I can almost feel you there. I wish I could feel your soft belly pressing in to my back as you pull me close to you,wrapping your arms around me, holding me tightly to you. I used to complain those times that you held me too tightly. Back up a little and give me some room, I would say. I'd hear the quiet, subtle change in your voice as you moved away an inch or so. I often wondered if my doing that made you feel rejected. Unwanted. Unnecessary. If I ever made you feel that way, I apologize. It was never my intention to make you feel anything like that.
I wish you were holding me. I wish I had you running your hands gently through my hair. Leaving small, gentle kisses on my cheeks, beck, jaw, and shoulders. Rubbing your hands up and down my arms causing my skin to tingle and seemingly take on life.
I sit alone, lost inside my own head. I miss you and wish you were near. I'm sorry for all the times I have ever push you away from me. You are wanted. You are needed. You are very much a necessary part in my life. You are my ears when I need someone to listen. When no one else will listen and when no one else will understand, I know I have you. You will listen without judgment or prejudice. When I need someone to lean on, you are the broad shoulders and solid frame that I know can hold me up through anything. When I cry, you are the one I can cry in front of without feeling like a child, like an imbecile. You are the one who wipes away my tears and hugs me until I quiet. You are the one who will not tell me everything will be alright but tell me that we will fix whatever it is and get through it. You are the one who I can be naked with and feel comfortable with in my flaws. You are the one who can see me raw and emotional.
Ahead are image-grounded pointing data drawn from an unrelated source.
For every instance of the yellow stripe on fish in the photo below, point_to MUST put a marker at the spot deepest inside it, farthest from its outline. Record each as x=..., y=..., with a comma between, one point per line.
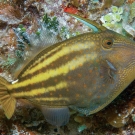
x=63, y=69
x=65, y=51
x=41, y=90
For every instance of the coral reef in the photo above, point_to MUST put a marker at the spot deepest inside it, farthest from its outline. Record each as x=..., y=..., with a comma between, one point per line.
x=24, y=28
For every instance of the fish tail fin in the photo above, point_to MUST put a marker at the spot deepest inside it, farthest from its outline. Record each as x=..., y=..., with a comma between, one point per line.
x=7, y=102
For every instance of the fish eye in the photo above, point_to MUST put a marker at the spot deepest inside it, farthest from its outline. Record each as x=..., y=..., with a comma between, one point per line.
x=107, y=43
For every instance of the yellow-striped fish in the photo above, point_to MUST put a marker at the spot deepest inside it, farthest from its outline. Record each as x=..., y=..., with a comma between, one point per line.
x=85, y=73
More exposed than I could ever be physically, all my emotions rushing forth and I don't feel embarrassed for it. You don't judge, you don't laugh. You help and you support. You laugh at my silly jokes and you think all of my weird little quirks are cute. You tell me I'm smart and that I'm interesting. You accept me as I am with the good, the bad and the worse. You believe in me in a way that no one else does.
You are my here and now. You are my future. You are my best friend. You are my lover. You are my soul mate. I care for you more than you know. You mean more to me than even I knew until today. I didn't believe in true and lasting love before. Now, I do and I have that in you. You are the one for me that I thought couldn't possibly exist. You are my everything. I love you.